According to one of my hosts, “it is what Americans call vodka because you can’t tell the difference.” Whatever you call it, it’s supposed to be flavorless and tasteless, so I’m not sure just how the hell anyone tells the difference, but there we are. The name Vodka just took hold in the US because that’s the Russians name for it and they were scaring the pants off of us at the time.


Dinners in this part of the world are lousy with toasts, and to spend much time here it’s easy to see why. It is hard to get to the human truth of the matter without then drinking to break down inhibitions in what is essentially paranoid state. It is a perverse type of short-term trust in a bottle. The problem is that it also fuels the paranoia. Earlier that day I’d seen a policeman and twelve year-old share a cigarette and a beer, but in a world where ethnic hatreds can never be resolved because they are largely imaginary, those two will likely one day see each other as the enemy. You can stop a burglar from entering your house, but there is nothing you can do about the boogieman under your bed unless you outgrow it.


A little kid with a beer sharing a lung dart with a cop is a bit much. It isn’t like the Russian government never tried prohibition, but the maneuvered ended badly. Vladimir Lenin always held that Tzar Nicholas II’s ban on vodka in 1914 (for the hoi polloi at any rate) was the only time in Russian history that the masses were sober enough to see what the Tzars were doing to the people – and if you are going to carry on like that it helps if the common man stays a bit cloudy. Lenin, being Lenin dismissed the other theory that about a quarter of state revenue came from vodka and no government needs a pay cut like that when they’re heading into war. Root causes notwithstanding, the reluctantly sober Russian masses not only executed the Tzar responsible for prohibition, but his entire family for good measure.

Uncle Joe Stalin, something of a big government guy, repealed the alcohol ban in 1925 so he could fund all that grim soviet architecture and gulags. Today, thanks to his foresight, roughly 23% of Russians die of alcohol related causes.

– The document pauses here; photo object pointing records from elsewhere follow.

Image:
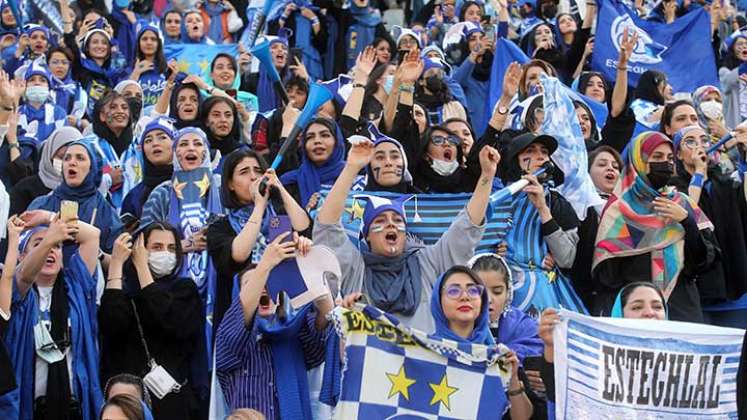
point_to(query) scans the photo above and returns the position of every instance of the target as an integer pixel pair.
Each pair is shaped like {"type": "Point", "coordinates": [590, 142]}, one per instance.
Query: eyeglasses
{"type": "Point", "coordinates": [692, 142]}
{"type": "Point", "coordinates": [454, 291]}
{"type": "Point", "coordinates": [442, 140]}
{"type": "Point", "coordinates": [408, 41]}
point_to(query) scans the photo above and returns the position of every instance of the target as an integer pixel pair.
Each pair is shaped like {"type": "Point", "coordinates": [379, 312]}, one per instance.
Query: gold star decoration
{"type": "Point", "coordinates": [183, 65]}
{"type": "Point", "coordinates": [178, 188]}
{"type": "Point", "coordinates": [400, 383]}
{"type": "Point", "coordinates": [203, 185]}
{"type": "Point", "coordinates": [356, 210]}
{"type": "Point", "coordinates": [442, 392]}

Well, we didn’t drink to that, even though the Russians were making people nervous. We drank and we talked about the East and the West influence over pertsivka, beer, sausages and cigars. We talked about the Ukraine and Russia, communism and capitalism, and the savage tribalism of hatred and brotherhood. We drank to each other and threw questions around the table and answered them, I think, honestly. We were too drunk to lie well.


I like to think that I know my way around a bottle, but there was nothing I could do to keep up with these guys. I didn’t even try. I started taking one snort — chased with some fantastic Czech beer — for every two of theirs…then every third. They seemed warm. I was gassed.


As I got up and covered one eye to make my exit, I was sure we’d made progress. So much so that looking back on my notes, I appear to have started writing with the Cyrillic alphabet. Or was that Arabic? It’s hard to tell. We’d fixed the problem of the Russia versus the West; we had a solution if the world would just give us time. Too bad none of us can remember what it was.